Tiga perkara yang Aku takutkan terhadap ummatku : hilangnya orang alim, perdebatan orang munafiq tentang al-Qur’an dan pendustaan terhadap taqdir.
2. Hadis riwayat Dailami dari Abdullah bin Abbas, Rasulullah Saw bersabda :

أَفَةُ الدِيْنِ ثَلاَثَةٌ فَقِيْهٌ فَاجِرٌ وَإِمَامٌ جَائِرٌ وَمُجْتَهِدٌ جَاهِلٌ

Afat agama ada tiga : ahli fiqh yang durhaka, imam yang tidak adil dan mujtahid (orang menafsiri Qur’an dan hadis) yang bodoh.
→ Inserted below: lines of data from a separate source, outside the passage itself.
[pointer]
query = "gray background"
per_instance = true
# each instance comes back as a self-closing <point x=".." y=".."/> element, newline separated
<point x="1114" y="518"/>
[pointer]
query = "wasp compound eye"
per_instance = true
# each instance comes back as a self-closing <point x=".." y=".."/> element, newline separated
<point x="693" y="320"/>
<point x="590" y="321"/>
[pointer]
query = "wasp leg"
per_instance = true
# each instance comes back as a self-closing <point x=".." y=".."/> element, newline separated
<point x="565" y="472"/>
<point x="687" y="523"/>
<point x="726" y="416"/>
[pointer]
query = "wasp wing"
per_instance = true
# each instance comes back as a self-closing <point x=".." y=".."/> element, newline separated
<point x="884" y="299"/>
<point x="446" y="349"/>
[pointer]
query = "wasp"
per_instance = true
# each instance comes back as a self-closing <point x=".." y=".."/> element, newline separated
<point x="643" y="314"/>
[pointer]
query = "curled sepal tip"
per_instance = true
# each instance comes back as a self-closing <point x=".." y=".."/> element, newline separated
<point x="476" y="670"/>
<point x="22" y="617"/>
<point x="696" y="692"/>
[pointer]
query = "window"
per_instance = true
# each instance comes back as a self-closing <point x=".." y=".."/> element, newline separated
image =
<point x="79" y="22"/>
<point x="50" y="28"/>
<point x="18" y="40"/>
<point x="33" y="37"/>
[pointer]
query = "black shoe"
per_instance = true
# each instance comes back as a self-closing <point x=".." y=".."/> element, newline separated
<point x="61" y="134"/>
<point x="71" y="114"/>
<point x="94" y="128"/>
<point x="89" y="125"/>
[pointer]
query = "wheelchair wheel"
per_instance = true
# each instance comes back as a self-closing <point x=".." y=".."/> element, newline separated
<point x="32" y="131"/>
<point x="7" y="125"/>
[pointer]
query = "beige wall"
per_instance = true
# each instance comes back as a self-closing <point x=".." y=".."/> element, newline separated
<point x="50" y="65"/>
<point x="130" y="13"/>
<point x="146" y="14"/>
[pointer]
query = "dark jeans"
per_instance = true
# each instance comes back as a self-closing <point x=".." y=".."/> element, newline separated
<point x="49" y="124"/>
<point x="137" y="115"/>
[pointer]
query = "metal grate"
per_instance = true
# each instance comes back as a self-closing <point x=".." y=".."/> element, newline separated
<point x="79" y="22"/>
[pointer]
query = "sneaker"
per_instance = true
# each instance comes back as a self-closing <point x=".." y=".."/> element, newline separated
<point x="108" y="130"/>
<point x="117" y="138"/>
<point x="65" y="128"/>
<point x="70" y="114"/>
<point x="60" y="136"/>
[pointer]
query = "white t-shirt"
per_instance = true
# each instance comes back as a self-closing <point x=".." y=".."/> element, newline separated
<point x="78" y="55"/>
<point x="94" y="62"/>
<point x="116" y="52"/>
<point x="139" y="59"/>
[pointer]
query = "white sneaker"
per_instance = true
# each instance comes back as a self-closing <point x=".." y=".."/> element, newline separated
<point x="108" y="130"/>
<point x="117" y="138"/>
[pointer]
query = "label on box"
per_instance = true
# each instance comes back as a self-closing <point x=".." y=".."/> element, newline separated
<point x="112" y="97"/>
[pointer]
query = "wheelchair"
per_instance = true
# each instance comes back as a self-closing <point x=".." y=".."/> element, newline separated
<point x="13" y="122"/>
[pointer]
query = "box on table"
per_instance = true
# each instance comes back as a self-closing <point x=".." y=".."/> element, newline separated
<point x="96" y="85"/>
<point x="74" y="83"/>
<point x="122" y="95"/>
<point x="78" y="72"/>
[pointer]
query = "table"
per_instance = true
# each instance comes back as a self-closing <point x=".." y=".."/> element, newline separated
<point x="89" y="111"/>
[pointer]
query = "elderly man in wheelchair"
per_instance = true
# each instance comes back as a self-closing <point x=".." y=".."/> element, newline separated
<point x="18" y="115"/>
3. Hadis riwayat Abu Daud, Rasulullah Saw bersabda :

سَيَكُوْنُ فِي أُمَّتِي إِخْتِلاَفٌ وفِرْقَةٌ, قَوْمٌ يُحْسِنُهُمُ القِيْلَ وَيَسِيْئُوْنَ الفِعْلَ يَقْرَؤُنَ القُرْأَنَ وَلاَ يُجَاوِزُ تَرَاقَبَهُمْ يَمْرُقُونَ مِنَ الدِيْنِ مُرُوْقَ السَهْمِ مِنَ الرَمْيَةِ لاَ يَرْجِعُونَ حَتَّى يَرْتَدَّ عَلى فُوقِهِ, هُمْ شَرُّ الخَلْقِ وَالخَلِيْقَةِ

Akan datangsuatu masa pada ummat-Ku, perbedaan dan perpecahan. Terdapat kaum yang kebaikannya terletak pada pembicaraannya, dan kejelekannya terletak pada perbuatannya. Mereka membaca al-Qur’an, namun tidak melebihi kerongkongannya. Mereka semua terlepas dari pedoman agama, bagaikan mudahnya anak panah terlepas dari busurnya. Mereka tidak akan kembali (kepada mukminin) kecuali meragukan prinsip agamanya. Mereka itulah sejelek-jelek mahluk dan akhlaknya.
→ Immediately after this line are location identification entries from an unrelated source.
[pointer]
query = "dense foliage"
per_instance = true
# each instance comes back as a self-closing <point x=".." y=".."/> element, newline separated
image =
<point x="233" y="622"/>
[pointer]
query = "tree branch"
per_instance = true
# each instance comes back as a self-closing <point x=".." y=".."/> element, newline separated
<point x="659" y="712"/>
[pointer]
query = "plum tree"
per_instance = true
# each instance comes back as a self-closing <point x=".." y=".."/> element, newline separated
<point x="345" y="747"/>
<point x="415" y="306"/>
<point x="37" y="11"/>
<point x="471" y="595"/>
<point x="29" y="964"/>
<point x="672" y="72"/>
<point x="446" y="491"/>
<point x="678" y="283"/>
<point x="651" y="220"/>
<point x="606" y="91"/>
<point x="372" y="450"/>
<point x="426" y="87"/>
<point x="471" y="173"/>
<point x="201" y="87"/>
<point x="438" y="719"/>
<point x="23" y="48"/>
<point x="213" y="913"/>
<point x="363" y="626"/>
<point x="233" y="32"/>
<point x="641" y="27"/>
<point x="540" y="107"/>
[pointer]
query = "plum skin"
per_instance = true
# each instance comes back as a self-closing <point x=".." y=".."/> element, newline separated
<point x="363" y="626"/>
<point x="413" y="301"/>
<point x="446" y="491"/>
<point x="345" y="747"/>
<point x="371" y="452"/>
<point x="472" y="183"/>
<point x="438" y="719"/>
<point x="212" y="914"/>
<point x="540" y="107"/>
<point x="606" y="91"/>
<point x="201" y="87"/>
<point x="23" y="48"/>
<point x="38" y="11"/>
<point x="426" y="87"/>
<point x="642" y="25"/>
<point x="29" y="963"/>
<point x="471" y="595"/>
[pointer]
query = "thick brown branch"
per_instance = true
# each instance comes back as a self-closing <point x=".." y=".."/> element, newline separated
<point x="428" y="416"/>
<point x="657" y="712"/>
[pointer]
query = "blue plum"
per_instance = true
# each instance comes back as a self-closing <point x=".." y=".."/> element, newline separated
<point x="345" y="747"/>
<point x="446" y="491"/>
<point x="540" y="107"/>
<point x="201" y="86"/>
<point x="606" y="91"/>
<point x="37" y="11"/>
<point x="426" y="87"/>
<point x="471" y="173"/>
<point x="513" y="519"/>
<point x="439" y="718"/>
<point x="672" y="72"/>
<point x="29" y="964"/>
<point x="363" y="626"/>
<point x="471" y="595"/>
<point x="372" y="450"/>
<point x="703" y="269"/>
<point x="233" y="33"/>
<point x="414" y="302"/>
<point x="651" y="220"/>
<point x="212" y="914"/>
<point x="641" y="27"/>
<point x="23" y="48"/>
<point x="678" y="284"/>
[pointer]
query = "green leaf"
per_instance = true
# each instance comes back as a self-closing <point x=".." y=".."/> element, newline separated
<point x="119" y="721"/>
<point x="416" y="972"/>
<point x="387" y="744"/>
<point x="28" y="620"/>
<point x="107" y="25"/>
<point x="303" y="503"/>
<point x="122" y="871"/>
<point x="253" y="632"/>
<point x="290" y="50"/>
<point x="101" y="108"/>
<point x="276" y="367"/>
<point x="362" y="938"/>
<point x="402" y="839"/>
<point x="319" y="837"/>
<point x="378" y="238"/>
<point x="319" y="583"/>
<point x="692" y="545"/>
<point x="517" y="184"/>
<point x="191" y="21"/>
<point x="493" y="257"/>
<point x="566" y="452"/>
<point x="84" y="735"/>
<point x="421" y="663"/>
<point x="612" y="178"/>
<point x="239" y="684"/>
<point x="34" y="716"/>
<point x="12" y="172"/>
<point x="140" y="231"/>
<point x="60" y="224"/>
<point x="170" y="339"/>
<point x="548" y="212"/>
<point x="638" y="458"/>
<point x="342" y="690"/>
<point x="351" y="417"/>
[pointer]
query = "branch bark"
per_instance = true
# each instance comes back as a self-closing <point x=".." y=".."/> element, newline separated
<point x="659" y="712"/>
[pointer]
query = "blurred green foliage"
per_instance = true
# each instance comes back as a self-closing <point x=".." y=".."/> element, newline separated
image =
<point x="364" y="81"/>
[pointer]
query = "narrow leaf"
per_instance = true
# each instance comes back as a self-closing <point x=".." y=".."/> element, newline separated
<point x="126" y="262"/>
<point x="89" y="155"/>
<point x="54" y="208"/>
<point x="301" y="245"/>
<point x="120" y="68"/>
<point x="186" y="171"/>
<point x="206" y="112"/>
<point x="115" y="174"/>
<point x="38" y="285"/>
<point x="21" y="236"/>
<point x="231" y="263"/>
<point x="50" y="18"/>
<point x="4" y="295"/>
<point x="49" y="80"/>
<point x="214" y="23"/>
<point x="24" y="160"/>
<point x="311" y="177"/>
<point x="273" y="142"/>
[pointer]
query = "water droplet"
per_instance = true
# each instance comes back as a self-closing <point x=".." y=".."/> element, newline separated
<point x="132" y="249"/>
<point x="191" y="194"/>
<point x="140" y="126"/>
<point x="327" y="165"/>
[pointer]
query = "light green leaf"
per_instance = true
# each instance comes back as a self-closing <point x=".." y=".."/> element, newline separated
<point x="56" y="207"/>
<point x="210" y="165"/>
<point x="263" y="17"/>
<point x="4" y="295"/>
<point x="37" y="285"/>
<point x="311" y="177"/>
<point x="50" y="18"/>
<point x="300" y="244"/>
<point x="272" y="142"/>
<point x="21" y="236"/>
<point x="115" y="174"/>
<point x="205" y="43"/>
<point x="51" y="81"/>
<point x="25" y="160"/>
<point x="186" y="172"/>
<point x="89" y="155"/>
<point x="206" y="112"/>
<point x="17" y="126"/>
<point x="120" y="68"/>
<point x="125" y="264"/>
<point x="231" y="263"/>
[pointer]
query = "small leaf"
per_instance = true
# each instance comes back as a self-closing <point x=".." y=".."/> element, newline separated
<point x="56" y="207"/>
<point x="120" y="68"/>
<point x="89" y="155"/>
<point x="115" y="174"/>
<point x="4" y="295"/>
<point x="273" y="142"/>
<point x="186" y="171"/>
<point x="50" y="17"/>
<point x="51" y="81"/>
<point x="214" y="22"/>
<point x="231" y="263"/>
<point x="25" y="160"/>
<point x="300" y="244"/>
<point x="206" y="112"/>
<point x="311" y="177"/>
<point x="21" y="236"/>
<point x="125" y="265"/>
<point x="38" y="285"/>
Meskipun demikian, Allah wa Rasulihi Saw telah menjamin bahwa kemurnian dan kesucian sunnah Islam tetap terjaga dari penyimpangan dan pembelokan tersebut. Allah Swt dalam setiap waktu akan memberikan hidayah kepada mukmin yang terpilih dan yang dicintai-Nya, serta memberikan kepampuan kepada mereka untuk berjuang ditengah-tengah ummat masarakat dalam menjaga kemurnian sunnah Islam agar ruh Islam yang asli tetap terjaga. Penerus dan penjabar sunnah yang lurus ini, dikenal dengan sebutan para waliyullah dan al-Ghauts Ra, baik ia menjabat sebagai “mujaddid” atau tidak. Sebagaimana keterangan dalam :

1. Hadis riwayat Muslim, Rasulullah Saw bersabda :

لاَتَزَالُ طَائِفَةٌ مِنْ أُمَّتِي قَائِمَةً بِأَمْرِ اللهِ لاَيَضُرُّهُمْ مَنْ خَذَلَهُمْ أَوْخَلَفَهُمْ حَتَّى يَأْتِيَ أَمْرُاللهِ وَهُمْ ظَاهِرُنَ عَلَى النَاسِ

Tidak sepi dari ummat-Ku sekelompok orang yang menegakkan agama Allah. Mereka tidak dapat dirugikan oleh orang-orang yang menghinanya dan membelakanginya. (Keberadaan mereka) hingga datangnya keputusan Allah (hari kiamat). Mereka senantiasa berada di tengah tengah masarakat.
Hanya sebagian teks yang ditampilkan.